I had a look at how we handle french elisions and apostrophes for french.
I think we already support the je ai => j'ai elision and folding of U+2019 into U+0027. Unfortunately it's not easily accessible.
To clarify, using double quotes in the search query force the search engine to use a field where no stemming and few language analysis are done.
- "ai dû" is unlikely to work well because french elisions are not in place on this field.
But you can tell the search engine to use the field that has all the language specific analysis enabled by adding a ~ after the last double quote (not to be confused with fuzzy matching)
- "ai dû"~ will probably find all instances of j'ai dû (ASCII apostrophe), j’ai dû (U+2019), ai dû (no elision, j'ai fait [...] et ai dû)
@Pamputt could you confirm that the behavior of the query "ai dû"~ is closer to what you expect?
Sorry I just realized that the link you pasted to your search query does not include quotes, the search query is ai dû. This query returns only 7 results and it's completely wrong.
This issue is not trivial to explain but it's due to some internal components we use and should be fixed when we rollout BM25 and its new query builder to all wikis.
@Pamputt (just to be sure), can you confirm that the results displayed here:
are more like what you expect (Annexe:Conjugaison en français/devoir is the first result)?
The link I pasted includes an hidden parameter (&cirrusFTQBProfile=perfield_builder) and allows me to experiment with the new feature we plan to activate.
Unrelated to this particular issue but I can see that we have some highlighting issues, j'ai is not always highlighted.
Indeed, both links you provide look to work corretly.

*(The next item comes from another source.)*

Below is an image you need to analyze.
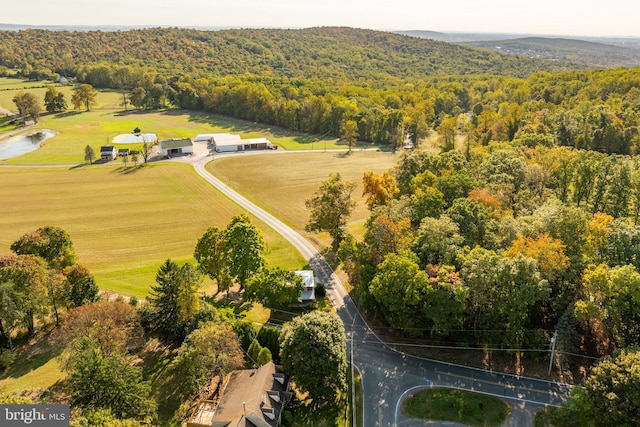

At least the y work much better than the current behaviour. Except highlighting that is sometimes missing, it is good.
Thanks, I'll mark this task as blocked by T139585. This problem should resolve itself when the reindexing is done (hopefully before the end of the year).
Concerning the highlighting issue, I don't have time to explore the problem (highlighting issues are never trivials), feel free to open another task.
We've started the reindexing, but I don't think we've got the French Wiktionary yet. Hopefully this should be fixed within a few weeks.
fr.wiktionary.org is now reindexed with the new settings, this is still not perfect but Annexe:Conjugaison en français/devoir is now the 3rd result for the queries mentioned in this ticket. Feel free to reopen if you think it's not properly fixed.